November is the month of remembering. All Saints, All Souls, and Remembrance Sunday are marked for many in the life of the nation as an important time. Many serving personnel are chosen for ceremonial duties around Remembrance Sunday and will spend weeks rehearsing, not only to be at the Cenotaph, but also at the Albert Hall, at the Westminster Abbey Garden of Remembrance, and countless other memorials where serving members of the Armed Forces along with veterans and members of the public will gather to reflect, recall and remember.

We all know of the war memorials in our churches and in our parks and town centres. We are familiar with the Cenotaph in London, the focus of the nation’s remembrance in November, where here many veterans also gather through the year for regimental memorials. These are significant and important parts of our national story, as are the Commonwealth Graves around the world; designed by architects and craftsmen, they stand the test of time. For Service personnel and for veterans, during a conflict such as Iraq, the Falklands or Afghanistan, when a colleague is killed, so very often, simple crosses of rough wood, rocks and mortar or gun shells are assembled and left at a wayside shrine to remember the marine, the sailor, the soldier or the airman who fell near there.

The bonds that tie military people together are forged from day one of basic training. You learn the need to trust your ‘oppo’ the people who you have been thrown together with; you learn to trust them in every aspect of your life.

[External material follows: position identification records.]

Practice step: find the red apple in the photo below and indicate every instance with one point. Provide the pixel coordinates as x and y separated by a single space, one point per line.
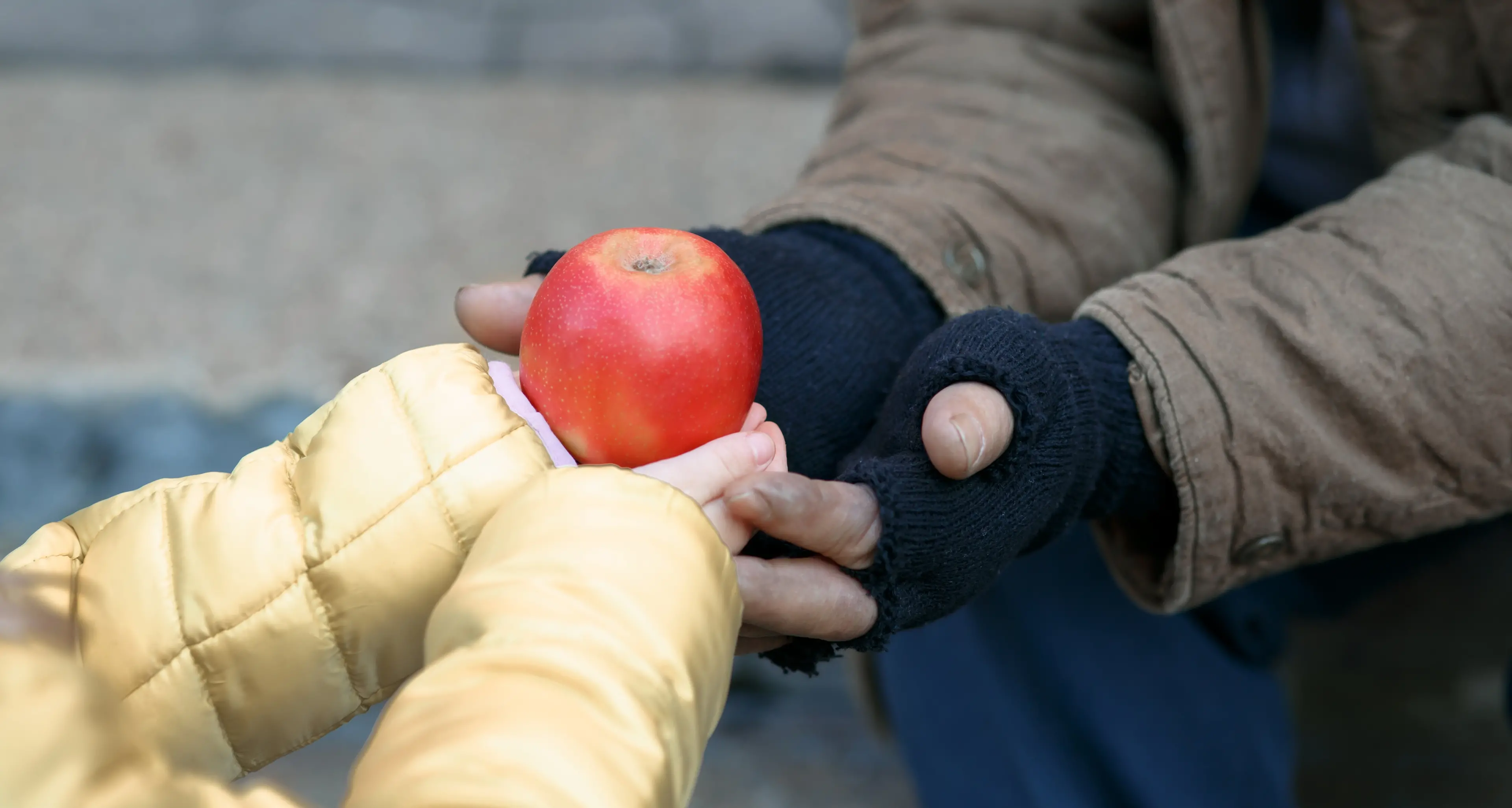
642 345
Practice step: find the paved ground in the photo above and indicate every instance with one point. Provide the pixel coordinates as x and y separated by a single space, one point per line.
772 37
191 262
232 238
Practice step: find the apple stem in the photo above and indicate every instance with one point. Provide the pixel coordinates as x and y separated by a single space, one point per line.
651 265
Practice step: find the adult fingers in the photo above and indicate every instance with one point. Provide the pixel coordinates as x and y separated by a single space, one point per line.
803 599
832 519
495 313
967 427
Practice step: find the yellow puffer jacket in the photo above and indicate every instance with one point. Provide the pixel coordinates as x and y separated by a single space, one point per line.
580 658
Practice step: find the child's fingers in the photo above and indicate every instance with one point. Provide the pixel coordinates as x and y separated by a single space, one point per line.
755 418
734 534
779 463
708 470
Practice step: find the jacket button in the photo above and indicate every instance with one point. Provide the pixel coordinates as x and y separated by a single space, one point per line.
967 263
1258 550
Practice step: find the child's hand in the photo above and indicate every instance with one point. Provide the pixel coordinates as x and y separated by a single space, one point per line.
707 472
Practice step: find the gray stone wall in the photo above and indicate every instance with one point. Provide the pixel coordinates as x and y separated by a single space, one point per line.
765 37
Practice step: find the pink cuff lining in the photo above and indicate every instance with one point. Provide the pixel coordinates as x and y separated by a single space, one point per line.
504 383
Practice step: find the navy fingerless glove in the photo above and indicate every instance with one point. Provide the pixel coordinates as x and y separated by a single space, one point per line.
840 315
1078 452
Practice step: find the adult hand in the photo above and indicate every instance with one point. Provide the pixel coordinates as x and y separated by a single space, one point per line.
965 428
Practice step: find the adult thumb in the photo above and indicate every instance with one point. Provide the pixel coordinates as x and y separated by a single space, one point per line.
495 313
967 427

There is no private life in basic training because on operations there is no private life. You learn the real world of openness and trust, of them being honest with you. Your classmates will get your through basic training because when you are on the ground on operations, in a submarine or on an air detachment, you will need them, really need them. You know that very often your own life depends not just on the technical ability of those you serve alongside, but that they will have your back. Service people go away for long periods of time and others become their families at sea or in camp. You work, you sleep, you eat next to people whom you have not chosen to be part of your circle, but you are thrown together. So, when the improvised device goes off and blows up the armored vehicle, when the sniper from the village gets lucky, when the engineering failure sees a fire in the Antarctic and there’s no help, when there is a catastrophic engine fail midflight – you are not losing a work colleague, you are losing part of yourself. Because that could so easily have been you.

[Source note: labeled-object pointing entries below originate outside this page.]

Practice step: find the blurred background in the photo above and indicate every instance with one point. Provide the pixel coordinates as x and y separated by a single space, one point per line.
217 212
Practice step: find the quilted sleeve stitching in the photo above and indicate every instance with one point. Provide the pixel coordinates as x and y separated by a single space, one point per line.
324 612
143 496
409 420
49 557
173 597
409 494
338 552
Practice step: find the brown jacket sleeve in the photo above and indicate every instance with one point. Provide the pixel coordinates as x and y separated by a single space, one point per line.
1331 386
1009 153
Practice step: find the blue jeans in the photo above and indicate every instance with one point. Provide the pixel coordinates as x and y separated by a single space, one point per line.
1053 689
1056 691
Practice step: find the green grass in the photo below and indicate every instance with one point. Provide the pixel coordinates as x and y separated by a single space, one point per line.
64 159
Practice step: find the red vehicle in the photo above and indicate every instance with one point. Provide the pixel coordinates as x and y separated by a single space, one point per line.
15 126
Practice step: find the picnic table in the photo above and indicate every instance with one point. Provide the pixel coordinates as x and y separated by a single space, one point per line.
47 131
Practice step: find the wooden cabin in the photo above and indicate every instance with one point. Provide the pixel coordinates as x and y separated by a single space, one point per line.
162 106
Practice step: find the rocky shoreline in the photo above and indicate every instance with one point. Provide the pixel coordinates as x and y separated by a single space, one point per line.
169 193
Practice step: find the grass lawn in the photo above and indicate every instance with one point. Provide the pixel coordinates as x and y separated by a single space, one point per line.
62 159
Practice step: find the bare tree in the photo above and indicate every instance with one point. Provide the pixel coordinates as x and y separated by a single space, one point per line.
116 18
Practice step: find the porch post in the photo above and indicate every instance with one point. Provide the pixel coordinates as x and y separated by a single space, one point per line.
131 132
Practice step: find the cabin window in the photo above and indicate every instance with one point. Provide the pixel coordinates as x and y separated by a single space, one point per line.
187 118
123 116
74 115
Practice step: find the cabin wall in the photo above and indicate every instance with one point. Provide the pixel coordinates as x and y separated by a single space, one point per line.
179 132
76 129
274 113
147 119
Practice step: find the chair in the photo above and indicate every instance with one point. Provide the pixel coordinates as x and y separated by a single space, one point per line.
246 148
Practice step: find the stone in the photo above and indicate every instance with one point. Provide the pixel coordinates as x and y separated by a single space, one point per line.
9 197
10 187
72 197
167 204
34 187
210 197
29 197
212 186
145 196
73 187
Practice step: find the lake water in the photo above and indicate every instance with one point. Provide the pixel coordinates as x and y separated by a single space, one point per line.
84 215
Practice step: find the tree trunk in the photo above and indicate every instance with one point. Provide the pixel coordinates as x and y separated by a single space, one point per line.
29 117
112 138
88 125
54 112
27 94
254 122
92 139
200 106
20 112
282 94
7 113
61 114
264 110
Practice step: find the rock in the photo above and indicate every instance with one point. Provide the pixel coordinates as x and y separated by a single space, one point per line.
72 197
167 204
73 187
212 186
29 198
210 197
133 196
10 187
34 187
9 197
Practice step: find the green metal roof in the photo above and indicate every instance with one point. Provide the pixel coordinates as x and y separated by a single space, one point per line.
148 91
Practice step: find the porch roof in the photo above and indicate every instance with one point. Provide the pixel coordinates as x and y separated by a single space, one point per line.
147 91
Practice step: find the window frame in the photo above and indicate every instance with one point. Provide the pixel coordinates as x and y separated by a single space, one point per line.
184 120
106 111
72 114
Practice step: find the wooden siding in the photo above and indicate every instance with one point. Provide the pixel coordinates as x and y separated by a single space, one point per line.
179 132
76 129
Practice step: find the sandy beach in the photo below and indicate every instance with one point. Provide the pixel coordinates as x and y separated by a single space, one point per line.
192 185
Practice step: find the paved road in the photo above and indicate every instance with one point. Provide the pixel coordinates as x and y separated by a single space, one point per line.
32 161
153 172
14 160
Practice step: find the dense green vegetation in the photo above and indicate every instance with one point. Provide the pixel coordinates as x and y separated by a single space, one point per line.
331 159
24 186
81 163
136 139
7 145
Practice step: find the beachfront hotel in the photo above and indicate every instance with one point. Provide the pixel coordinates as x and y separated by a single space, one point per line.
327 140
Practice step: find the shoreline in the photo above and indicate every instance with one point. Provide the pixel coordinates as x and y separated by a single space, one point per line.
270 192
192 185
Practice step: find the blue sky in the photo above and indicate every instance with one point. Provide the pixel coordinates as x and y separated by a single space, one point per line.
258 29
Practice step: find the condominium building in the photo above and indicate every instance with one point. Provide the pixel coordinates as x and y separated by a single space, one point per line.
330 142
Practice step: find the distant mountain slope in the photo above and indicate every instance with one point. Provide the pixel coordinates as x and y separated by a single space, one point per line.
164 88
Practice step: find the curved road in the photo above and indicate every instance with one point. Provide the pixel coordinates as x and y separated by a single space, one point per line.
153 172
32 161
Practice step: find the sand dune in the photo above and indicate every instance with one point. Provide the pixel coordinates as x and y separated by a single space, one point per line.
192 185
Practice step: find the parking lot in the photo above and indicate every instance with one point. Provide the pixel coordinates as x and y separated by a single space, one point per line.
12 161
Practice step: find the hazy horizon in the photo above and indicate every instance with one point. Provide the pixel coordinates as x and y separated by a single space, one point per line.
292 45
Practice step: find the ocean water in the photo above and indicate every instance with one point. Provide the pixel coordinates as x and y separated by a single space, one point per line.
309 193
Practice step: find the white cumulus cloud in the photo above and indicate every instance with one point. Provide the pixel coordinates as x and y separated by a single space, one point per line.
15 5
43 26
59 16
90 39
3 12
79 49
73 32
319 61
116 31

Remembrance Sunday at the Cenotaph, at the local War Memorial, at a school or church, or gathering at the National Memorial Arboretum gives to those who have served or still serve their country not only a chance to recall but be thankful for the friendship. For the service person, yes, there may be a particular person we recall; for me it’s a mosaic, those who died when two helicopters crashed off HMS ARK Royal in the Gulf, the Warrant Officer shot in Helmand Province, the Officer shot in a submarine; all served and it is my duty, my privilege, to remember.

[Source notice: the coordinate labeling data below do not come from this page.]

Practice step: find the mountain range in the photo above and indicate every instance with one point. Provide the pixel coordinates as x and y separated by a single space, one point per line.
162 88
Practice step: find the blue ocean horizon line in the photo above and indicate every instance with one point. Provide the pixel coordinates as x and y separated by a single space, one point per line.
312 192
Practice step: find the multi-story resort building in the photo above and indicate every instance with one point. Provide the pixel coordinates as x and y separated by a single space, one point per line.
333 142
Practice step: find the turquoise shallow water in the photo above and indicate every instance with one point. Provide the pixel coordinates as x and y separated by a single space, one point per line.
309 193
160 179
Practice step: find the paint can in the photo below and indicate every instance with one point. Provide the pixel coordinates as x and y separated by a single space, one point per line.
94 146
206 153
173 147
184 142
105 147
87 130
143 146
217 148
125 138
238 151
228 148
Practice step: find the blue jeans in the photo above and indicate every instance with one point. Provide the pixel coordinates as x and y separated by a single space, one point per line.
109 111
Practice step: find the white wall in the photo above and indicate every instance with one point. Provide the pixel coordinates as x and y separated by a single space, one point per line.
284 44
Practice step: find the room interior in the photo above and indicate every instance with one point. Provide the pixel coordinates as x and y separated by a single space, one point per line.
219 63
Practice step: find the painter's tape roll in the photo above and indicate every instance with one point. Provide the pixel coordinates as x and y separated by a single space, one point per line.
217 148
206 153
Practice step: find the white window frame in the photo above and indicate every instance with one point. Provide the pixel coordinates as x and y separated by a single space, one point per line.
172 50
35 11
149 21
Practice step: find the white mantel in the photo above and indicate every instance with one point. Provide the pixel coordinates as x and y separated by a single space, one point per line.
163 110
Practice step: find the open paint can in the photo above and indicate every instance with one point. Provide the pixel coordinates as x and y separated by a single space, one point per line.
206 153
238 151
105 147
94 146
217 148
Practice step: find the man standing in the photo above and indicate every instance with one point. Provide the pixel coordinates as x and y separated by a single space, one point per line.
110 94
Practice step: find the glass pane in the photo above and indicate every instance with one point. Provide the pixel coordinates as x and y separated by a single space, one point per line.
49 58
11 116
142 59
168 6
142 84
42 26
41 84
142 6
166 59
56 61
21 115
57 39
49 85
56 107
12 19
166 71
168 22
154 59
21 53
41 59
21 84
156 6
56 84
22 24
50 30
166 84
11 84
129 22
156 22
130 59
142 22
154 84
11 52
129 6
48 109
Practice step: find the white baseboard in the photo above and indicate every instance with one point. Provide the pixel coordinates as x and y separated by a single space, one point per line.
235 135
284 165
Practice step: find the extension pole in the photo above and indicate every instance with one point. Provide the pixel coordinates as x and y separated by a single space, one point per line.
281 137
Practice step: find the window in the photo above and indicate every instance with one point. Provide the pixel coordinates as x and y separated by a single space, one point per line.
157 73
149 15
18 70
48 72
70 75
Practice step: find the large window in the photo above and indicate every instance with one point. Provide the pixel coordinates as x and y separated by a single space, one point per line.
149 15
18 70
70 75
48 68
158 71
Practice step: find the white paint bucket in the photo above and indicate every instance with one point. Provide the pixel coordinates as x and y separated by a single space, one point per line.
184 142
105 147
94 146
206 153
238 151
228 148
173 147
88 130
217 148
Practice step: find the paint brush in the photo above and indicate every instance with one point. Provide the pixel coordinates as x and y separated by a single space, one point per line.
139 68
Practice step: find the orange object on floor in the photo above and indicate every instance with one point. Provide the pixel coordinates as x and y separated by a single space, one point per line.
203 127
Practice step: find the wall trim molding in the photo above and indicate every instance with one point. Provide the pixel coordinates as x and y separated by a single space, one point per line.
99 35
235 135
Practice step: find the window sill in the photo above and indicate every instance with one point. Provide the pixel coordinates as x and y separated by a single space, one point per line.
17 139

Remembrance is our calling to mind the person, the events that we shared. The act of remembrance is the hope of a better future, recollection that moves us through reconciliation and into resurrection. Remembrance is certainly not a rehearsing of past failure or glory but that bringing into the present those who have been part of our circle. We remember but we also move on. Armed Service in the UK is always about seeking peace and pursuing it. Sailors, Soldiers, Airmen- they go off and they fight, they fight for freedom, for justice and for peace, but they fight so that you do not have to. Today we continue to seek peace, but we do so in the shadows of those who have served and made the ultimate sacrifice. We will remember them. That is the least we can do.

 

When you go home, tell them of us and say,

For your tomorrow, we gave our today. 

 

The Venerable Martyn Gough is a former Chaplain of the Fleet and Archdeacon of the Royal Navy.